I feel that it’s become an issue of labels. If you want to have a ‘mackzul/jeffooi’ blog, you must satisfy certain requirements. If you wanna be a ‘boingboing’ type blog, you apparently need to satisfy certain requirements. This wasn’t how it was like about 4-5 years ago, as far as I remember.


I think we need to segregate between having an online presence and having a blog. Having a blog is such a fad, nowadays; even if you start up a blog/online diary now, you feel yourself sucked into the fad. If you’re not blogging of vlogging or photologging, you’re bloody podcasting. It’s bewildering!!! LOL…

I mean, just try it out (I know I have): pick any sensational news of the day and then blog about it. Then insert one pithy or eye-catching headline and voila! you have readership flooding to your blog. They don’t visit you because you have something interesting to say, they visit you because you have something sensational that they’re interested about.

It’s the same thing with personal blogs, don’t you think? Just headline your post with something sensational, exhibitionist, etc, and suddenly readership rises.
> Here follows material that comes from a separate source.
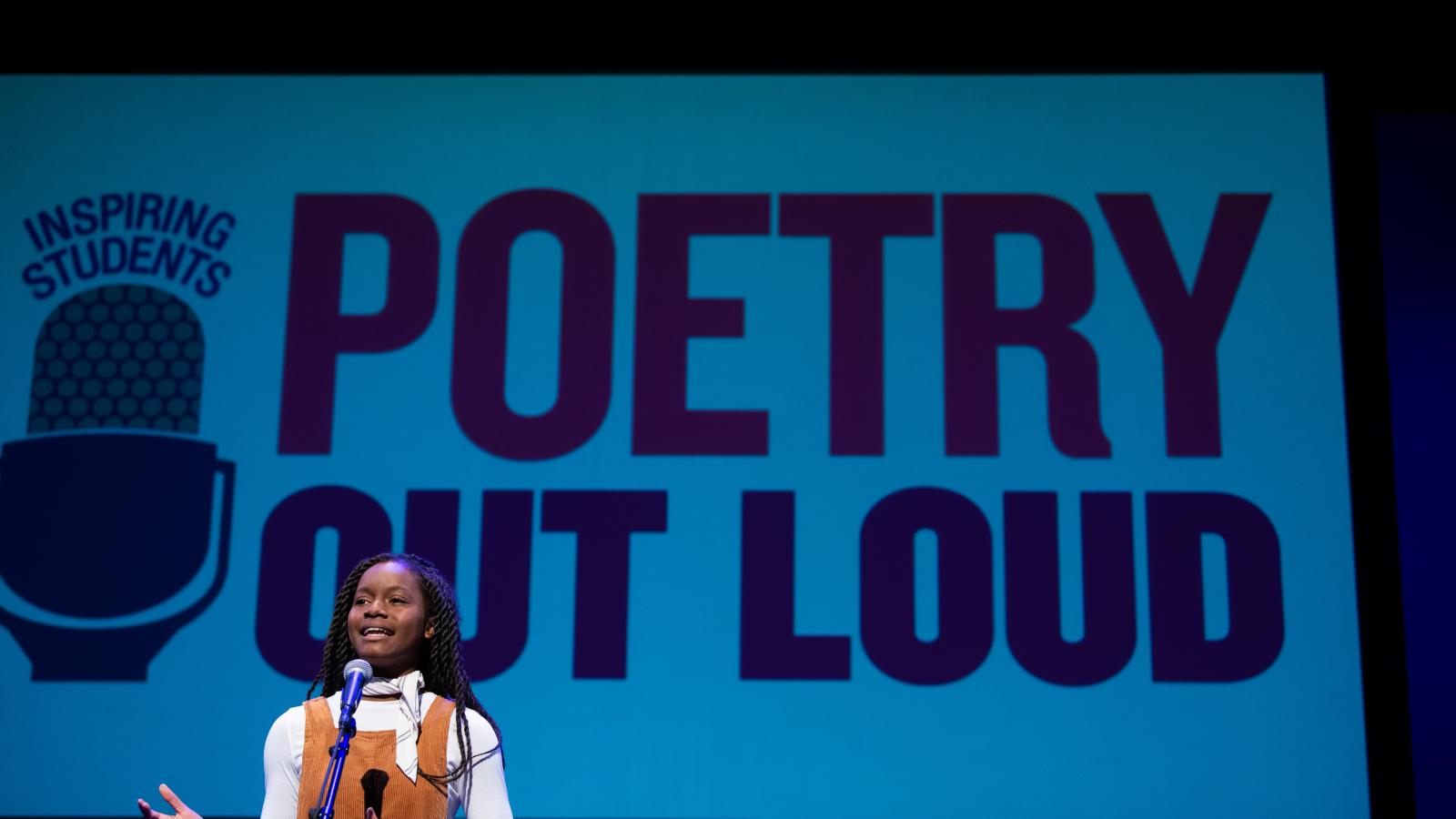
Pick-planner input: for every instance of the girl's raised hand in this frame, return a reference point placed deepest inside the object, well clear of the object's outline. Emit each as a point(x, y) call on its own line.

It’s not just a fad, it’s like a *cult of instant gratification* and the consumers are the audience.

I wonder, for example, how many people actually bother to read M. Bakri Musa’s blog, or how many appreciate Farish Noor’s articles appearing on MackZul’s websites, because these sorts of posts don’t pretend to regurgitate news, they actually say something. That’s just so rare, nowadays.

I wonder if we’re becoming slaves to our audience, rather than being true to what we feel.

As an aside, I hate the word ‘blog-o-sphere’ for a reason: before ‘blogger’, all ‘blogs’ were just ‘online diaries’ on pitas, diaryland, diary-x, livejournal, you name it. And the people there were just real, I suppose. Now the whole scene has become ’sexed up’. It’s not disheartening lah (like macam we’re all old, jaded ‘bloggers’; I don’t think it’ll be fair for us to take a paternal stance like this), it’s just funny how far things have changed.

Has the change been for better or worse? It’s hard to judge. I can appreciate totoro’s sentiment about kids nowadays growing up with technology at their fingertips; it just wasn’t that way for quite a number of us, and the internet has taken dramatic turns in the intervening time. The internet in its current form is reflective of current cyberculture, and nay-sayers run the risk of sounding antiquated. But then maybe blogging will prove to be a short-lived fad. Who knows?

I remember 10-11 years ago how I used to kena scolding after scolding for dialing up singapore to play legend of the red dragon (LoRD) on BBSes. How times have *really* changed.